It is the blind and roundabout route that often gives life its richness.
Long IslanD, N.Y.
Have you noticed? People rarely ask for directions anymore.
I'm at a red light this morning and a guy in the lane to my left toots his horn to get my attention. "Where's the turnpike?" he shouts. I tell him to make a right and follow me to the offramp, a couple of yards out of my way.
As I scoot back across traffic, I happen upon a car with a Kalamazoo sticker in its window. The driver (I can't believe it!) is a former schoolmate. It turns out that she's attending a seminar at the university where I work. I invite her along a lesser-known, circuitous route to the lecture hall and we inadvertently save a couple minutes travel time. We spend them laughing in the parking lot.

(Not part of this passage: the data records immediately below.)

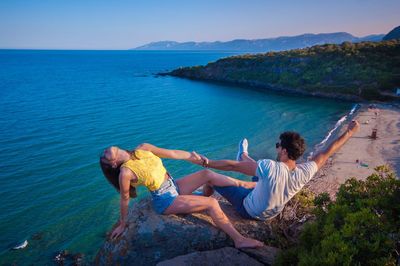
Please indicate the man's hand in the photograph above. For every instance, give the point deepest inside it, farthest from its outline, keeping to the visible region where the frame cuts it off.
(353, 126)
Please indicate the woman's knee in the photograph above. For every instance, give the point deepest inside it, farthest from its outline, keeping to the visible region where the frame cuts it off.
(213, 204)
(207, 173)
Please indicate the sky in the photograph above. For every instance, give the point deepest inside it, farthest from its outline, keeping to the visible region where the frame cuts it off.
(123, 24)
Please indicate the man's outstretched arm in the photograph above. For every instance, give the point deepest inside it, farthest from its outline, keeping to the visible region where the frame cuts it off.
(321, 158)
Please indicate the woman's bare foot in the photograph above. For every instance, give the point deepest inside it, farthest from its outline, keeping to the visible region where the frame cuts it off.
(246, 242)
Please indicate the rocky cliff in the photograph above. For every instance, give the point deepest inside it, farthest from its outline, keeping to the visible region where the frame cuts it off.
(367, 70)
(151, 238)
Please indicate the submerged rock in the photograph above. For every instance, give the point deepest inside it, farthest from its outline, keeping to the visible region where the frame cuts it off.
(223, 256)
(151, 238)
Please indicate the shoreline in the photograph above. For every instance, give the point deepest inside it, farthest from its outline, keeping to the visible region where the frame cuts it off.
(385, 149)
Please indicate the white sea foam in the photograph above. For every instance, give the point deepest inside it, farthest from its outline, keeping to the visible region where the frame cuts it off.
(321, 145)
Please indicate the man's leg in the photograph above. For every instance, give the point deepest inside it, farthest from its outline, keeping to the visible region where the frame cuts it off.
(235, 196)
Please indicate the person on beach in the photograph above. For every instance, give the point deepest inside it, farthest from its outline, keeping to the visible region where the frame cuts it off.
(277, 181)
(126, 170)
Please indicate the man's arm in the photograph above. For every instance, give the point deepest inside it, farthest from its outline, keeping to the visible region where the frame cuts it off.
(321, 158)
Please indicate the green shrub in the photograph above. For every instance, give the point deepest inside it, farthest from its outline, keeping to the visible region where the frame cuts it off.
(362, 227)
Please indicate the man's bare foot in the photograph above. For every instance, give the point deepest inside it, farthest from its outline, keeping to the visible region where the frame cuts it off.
(207, 190)
(246, 242)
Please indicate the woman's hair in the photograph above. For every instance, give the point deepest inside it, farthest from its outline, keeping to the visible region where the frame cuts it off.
(112, 175)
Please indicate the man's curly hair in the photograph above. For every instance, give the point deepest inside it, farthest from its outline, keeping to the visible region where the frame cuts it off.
(293, 143)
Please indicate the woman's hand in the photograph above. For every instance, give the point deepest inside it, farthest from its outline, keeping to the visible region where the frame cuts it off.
(118, 231)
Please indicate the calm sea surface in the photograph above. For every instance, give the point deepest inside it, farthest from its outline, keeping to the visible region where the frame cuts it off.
(60, 109)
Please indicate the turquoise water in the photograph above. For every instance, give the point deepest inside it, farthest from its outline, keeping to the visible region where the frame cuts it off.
(60, 109)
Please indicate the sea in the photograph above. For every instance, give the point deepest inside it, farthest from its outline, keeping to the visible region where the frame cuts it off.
(59, 109)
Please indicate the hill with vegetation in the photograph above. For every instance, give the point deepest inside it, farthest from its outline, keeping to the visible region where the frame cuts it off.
(366, 70)
(262, 45)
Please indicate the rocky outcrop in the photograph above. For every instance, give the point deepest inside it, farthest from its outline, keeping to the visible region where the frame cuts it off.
(151, 238)
(223, 256)
(361, 71)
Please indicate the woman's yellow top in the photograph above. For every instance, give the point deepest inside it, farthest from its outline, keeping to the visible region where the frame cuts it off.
(148, 168)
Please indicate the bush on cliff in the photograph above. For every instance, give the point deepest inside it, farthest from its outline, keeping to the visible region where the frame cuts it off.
(362, 227)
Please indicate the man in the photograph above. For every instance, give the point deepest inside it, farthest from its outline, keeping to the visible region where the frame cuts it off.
(278, 181)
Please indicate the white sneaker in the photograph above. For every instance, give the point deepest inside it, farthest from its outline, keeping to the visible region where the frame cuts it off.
(243, 145)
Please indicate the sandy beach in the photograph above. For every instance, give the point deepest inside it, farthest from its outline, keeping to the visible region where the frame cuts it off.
(361, 148)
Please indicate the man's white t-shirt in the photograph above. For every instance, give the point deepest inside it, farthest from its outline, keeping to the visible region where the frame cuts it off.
(276, 186)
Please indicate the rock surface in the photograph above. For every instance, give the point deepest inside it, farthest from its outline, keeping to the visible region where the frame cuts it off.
(223, 256)
(151, 238)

I park far from my habitual spot and head across campus to my office. On the way, I stumble upon a cluster of daylilies – undocumented on our botanical map and rumored to be brought here by Rockefeller. I stop to savor the flower and spot a Palm Pilot abandoned in the dirt.
My point is this: If we're all born for a purpose, then our faith in technological omnipotence might mean we'll miss it.
Suppose the guy in the left lane had consulted MapQuest or had Magellan appended to his dash. I'd have missed that unexpected encounter which led to an unforeseen reunion which led to the extraordinary discovery of a cloistered flora which resulted in the heroic recovery of someone's treasured digital assistant.